Let $\mathbb F$ be a field, $B$ a topological space, and consider $\operatorname{Vect}^1_{\mathbb F}(B)$, the collection of (isomorphism classes) of line bundles over $B$. There are clearly examples of non-trivial line bundles over spaces, the most obvious being the Moebius bundle over $S^1$.

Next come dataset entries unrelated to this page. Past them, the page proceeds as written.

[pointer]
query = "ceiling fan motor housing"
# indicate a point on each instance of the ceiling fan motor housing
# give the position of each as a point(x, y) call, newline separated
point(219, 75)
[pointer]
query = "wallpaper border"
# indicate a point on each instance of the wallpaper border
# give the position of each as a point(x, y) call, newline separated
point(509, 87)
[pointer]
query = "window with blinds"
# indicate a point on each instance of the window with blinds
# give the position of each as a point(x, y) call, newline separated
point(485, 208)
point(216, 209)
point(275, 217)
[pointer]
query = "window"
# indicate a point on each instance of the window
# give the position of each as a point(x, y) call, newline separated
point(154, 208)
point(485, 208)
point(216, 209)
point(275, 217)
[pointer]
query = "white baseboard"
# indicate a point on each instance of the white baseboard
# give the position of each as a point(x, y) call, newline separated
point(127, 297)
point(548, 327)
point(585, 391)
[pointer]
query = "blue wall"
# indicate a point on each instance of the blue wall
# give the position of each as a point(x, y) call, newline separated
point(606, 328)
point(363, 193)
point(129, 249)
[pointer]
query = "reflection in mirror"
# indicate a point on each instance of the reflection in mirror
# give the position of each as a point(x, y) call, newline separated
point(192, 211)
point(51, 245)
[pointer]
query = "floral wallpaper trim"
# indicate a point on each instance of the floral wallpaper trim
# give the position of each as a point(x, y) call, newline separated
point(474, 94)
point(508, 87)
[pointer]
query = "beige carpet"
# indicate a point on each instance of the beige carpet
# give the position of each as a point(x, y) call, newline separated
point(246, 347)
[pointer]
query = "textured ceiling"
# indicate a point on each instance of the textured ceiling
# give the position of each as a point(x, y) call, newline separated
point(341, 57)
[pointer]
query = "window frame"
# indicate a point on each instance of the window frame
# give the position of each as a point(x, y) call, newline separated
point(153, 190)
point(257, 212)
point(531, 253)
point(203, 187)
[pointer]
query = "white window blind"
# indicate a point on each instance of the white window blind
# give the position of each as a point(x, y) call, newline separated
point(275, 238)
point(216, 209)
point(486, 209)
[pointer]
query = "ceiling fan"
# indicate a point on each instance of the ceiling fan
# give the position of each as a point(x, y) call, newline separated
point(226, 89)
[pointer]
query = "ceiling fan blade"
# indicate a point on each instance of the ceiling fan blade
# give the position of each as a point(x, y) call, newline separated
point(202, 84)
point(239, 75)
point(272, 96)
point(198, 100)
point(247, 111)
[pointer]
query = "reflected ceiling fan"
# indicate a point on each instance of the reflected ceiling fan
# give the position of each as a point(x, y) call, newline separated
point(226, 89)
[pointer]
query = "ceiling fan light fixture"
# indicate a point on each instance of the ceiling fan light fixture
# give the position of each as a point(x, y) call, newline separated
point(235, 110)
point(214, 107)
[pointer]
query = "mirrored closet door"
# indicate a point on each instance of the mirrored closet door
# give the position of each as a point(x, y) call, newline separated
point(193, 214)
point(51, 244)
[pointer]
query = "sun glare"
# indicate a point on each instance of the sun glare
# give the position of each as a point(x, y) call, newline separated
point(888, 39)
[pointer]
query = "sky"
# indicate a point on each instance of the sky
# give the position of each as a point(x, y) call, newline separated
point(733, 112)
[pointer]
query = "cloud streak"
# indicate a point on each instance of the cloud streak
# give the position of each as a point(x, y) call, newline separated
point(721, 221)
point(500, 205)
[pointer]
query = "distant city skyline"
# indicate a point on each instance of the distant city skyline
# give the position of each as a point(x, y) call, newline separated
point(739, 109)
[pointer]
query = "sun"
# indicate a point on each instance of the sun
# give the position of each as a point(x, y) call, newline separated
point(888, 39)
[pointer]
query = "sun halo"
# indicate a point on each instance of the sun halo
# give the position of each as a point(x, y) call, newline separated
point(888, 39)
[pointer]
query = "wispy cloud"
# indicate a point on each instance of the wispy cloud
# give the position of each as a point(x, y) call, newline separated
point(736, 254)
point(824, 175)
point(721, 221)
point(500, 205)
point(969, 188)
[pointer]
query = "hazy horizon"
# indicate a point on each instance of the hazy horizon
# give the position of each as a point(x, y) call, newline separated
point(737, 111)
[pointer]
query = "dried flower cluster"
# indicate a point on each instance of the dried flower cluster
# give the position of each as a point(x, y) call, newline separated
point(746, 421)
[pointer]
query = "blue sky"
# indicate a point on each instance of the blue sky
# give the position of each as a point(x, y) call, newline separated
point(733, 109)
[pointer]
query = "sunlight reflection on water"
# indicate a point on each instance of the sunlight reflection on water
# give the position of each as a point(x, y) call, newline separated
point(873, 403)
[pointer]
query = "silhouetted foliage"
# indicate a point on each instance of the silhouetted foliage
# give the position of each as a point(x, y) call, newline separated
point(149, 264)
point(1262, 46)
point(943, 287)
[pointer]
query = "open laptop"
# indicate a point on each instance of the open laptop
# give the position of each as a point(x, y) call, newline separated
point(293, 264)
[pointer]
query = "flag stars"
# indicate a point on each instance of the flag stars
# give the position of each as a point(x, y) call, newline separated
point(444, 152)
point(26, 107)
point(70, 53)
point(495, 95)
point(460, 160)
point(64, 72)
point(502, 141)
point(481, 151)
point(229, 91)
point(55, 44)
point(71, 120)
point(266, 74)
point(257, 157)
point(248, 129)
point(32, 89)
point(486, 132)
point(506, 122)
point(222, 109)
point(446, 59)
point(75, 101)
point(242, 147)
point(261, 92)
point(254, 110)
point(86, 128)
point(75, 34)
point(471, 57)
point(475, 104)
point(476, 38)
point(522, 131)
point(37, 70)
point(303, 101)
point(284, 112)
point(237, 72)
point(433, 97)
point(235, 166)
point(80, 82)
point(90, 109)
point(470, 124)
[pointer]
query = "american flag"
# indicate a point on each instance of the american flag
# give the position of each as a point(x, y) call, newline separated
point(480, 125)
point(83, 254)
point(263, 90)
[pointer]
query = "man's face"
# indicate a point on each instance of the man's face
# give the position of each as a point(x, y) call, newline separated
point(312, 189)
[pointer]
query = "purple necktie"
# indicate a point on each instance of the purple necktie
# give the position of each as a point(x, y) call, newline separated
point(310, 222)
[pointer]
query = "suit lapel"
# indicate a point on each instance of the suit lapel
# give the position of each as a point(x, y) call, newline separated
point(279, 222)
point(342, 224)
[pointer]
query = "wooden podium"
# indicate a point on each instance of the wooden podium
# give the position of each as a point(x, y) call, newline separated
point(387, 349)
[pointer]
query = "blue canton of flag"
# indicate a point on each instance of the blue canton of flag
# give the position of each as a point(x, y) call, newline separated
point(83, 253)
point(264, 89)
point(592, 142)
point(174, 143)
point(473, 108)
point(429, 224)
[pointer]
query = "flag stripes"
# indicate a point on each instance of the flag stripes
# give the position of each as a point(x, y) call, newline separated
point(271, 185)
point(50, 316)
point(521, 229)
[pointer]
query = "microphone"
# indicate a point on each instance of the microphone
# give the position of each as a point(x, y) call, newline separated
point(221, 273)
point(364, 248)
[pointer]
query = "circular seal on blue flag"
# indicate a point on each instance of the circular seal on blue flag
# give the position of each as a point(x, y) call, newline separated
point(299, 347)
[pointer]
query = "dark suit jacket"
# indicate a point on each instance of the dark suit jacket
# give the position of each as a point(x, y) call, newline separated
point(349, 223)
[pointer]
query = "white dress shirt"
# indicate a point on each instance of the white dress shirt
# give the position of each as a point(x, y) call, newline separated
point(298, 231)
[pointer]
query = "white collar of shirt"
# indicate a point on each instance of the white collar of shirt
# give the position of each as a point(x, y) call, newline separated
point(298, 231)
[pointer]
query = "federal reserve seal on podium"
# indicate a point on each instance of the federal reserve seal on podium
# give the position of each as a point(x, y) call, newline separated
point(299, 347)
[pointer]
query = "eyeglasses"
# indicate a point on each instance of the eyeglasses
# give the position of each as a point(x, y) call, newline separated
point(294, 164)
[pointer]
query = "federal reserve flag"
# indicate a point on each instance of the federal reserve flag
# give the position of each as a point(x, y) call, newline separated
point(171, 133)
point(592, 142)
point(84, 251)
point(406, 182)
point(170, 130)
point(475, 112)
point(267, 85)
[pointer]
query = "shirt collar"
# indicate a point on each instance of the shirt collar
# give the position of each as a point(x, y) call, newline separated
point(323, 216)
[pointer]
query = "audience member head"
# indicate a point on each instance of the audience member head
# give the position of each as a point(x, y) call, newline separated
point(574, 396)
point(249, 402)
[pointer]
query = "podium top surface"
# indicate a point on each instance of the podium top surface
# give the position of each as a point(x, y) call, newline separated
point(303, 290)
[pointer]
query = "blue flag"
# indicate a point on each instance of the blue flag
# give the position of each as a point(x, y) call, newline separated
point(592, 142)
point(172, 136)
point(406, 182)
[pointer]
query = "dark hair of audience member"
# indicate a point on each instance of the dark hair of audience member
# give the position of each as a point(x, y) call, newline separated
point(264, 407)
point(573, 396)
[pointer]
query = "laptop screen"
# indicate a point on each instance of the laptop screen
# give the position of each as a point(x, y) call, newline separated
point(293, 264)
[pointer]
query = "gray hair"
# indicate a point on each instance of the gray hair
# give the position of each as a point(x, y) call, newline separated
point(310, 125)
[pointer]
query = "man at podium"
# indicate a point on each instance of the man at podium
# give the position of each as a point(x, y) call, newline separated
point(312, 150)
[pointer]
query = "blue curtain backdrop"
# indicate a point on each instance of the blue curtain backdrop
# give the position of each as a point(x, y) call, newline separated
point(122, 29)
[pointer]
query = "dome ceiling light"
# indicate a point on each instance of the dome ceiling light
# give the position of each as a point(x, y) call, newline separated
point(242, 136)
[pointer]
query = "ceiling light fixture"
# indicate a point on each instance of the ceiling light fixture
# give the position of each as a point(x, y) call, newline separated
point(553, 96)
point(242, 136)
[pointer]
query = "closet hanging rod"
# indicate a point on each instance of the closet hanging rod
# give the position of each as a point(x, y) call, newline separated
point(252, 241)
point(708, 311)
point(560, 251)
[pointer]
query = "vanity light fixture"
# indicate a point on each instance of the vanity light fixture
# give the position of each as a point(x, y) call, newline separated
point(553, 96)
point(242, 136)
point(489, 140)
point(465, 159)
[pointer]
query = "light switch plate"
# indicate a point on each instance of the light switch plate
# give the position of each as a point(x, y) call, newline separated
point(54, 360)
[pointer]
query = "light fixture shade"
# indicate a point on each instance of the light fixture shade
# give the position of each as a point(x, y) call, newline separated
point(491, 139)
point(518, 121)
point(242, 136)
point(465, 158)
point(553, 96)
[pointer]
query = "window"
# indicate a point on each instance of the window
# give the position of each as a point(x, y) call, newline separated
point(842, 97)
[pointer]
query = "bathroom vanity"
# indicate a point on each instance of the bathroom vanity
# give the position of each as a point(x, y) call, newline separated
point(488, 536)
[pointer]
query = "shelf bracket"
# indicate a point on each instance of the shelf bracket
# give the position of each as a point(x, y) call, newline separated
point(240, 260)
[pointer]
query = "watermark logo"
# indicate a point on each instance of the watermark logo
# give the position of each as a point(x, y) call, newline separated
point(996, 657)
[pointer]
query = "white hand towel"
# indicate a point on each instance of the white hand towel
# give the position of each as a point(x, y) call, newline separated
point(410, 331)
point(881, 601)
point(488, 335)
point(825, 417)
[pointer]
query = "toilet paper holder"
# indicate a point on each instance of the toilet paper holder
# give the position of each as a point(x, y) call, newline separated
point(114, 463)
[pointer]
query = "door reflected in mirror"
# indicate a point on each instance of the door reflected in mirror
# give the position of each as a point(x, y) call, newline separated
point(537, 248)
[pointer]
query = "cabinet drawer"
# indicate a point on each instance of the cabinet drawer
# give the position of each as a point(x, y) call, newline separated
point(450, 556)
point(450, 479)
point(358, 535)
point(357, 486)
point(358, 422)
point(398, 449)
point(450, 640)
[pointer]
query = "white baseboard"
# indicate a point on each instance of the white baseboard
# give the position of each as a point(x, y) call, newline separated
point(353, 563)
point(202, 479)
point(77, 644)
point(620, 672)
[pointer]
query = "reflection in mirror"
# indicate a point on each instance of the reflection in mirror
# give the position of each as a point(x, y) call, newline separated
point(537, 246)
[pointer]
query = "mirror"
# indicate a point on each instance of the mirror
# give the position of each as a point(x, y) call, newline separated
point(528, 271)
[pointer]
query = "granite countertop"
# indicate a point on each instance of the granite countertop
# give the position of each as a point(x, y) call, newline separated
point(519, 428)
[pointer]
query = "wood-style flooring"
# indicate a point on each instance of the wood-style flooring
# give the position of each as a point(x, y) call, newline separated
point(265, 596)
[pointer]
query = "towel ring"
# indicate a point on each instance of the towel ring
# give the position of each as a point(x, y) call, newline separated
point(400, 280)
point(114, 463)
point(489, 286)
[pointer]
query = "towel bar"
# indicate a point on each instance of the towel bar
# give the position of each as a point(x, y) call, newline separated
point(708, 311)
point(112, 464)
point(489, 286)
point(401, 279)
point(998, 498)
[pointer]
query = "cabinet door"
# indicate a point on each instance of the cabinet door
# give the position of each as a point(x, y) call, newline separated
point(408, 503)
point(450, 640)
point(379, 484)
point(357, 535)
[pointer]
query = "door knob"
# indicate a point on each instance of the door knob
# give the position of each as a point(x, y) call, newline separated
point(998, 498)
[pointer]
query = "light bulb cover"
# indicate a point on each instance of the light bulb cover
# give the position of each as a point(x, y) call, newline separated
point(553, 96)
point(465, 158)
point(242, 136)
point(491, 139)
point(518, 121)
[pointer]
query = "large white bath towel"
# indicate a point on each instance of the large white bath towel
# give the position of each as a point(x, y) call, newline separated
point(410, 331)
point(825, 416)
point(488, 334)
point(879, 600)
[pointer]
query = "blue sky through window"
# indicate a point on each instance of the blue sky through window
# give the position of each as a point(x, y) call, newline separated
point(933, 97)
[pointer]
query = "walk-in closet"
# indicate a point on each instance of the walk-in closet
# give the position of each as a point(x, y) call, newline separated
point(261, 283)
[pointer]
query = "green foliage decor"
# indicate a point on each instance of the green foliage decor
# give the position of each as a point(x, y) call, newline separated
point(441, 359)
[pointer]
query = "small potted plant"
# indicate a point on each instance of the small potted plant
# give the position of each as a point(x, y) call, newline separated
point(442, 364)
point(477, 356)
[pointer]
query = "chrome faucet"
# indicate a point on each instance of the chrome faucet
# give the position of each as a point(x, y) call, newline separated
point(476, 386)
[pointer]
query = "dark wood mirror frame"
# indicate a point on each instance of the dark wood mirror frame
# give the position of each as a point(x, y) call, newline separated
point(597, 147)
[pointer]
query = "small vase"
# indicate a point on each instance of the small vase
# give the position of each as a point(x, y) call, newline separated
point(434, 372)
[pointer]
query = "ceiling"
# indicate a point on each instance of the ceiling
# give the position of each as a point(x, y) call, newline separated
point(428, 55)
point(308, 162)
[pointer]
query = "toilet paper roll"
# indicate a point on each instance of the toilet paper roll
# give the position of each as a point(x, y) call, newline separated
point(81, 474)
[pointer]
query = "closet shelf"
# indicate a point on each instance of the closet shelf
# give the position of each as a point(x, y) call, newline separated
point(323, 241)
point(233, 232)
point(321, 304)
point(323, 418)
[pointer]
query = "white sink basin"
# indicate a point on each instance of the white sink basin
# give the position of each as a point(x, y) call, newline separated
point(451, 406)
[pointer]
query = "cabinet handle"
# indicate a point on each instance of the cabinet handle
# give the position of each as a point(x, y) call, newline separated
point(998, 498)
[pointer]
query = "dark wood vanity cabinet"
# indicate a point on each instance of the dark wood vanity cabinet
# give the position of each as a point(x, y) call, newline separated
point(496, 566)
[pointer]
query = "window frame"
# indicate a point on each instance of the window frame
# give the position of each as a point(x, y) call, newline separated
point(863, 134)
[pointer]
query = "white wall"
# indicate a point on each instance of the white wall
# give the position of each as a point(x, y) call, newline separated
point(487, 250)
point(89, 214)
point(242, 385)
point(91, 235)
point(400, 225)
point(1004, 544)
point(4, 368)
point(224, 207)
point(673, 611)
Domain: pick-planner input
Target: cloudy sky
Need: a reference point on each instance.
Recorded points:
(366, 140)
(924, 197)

In showing that $(\operatorname{Vect}^1_{\mathbb F}(B), \otimes)$ is an abelian group, I came across a slight conundrum, in that it seems like I am able to prove that every line bundle is trivial, so I am clearly making an egregious error! The proof essentially goes as such:
Let $\xi=\{p:E \to B\}$ be an $\mathbb F$-line bundle over $B$, and $\epsilon^1 = \{\hat p: B \times \mathbb F \to B\}$ the trivial line bundle. We know that for each $b \in B$, the fibre $E_b$ is isomorphic to $\mathbb F$. Since this isomorphism is not canonical, let $q_b: E_b \to \mathbb F$ be a choice of isomorphism for each point $b \in B$ and define $\phi: \xi \to \epsilon^1$ as the map which takes points $(b,v) \mapsto (b,q_b(v))$.
Now by standard results in vector-bundle theory, a vector-bundle morphism $ \eta_1 \to \eta_2$ (over the same base) is a vector-bundle isomorphism if and only if the corresponding map on the total spaces $E(\eta_1) \to E(\eta_2)$ restricts to a linear isomorphism on each fibre. The map $\phi$ defined above is a $B$-bundle map as it respects the projections; that is, $\hat p \phi = p$. It also seems to be an isomorphism on each fibre, so by theorem should be a bundle isomorphism.
The proof is obviously false. In particular, it seems to have somehow forgotten any twist which might occur on $\xi$, which really suggests to me that the problem occurs in the `gluing' of the fibres. I figure I must have missed some sort of regularity condition, but double checking Husemoller leads to no evidence as such. Where is the fallacy in the logic?
A line bundle is something that looks like $U\times\mathbb F$ for sufficiently small open $U$. A morphism of fiber bundles over $B$ is defined as something that looks nicely (e.g continuous) on those $U\times \mathbb F$ patches. Review your definitions. It seems that you fell for identifying $U\times\mathbb F$ with $\{x\}\times \mathbb F$, which is canonically isomorphic, but that is indeed how the fibres are "glued" together.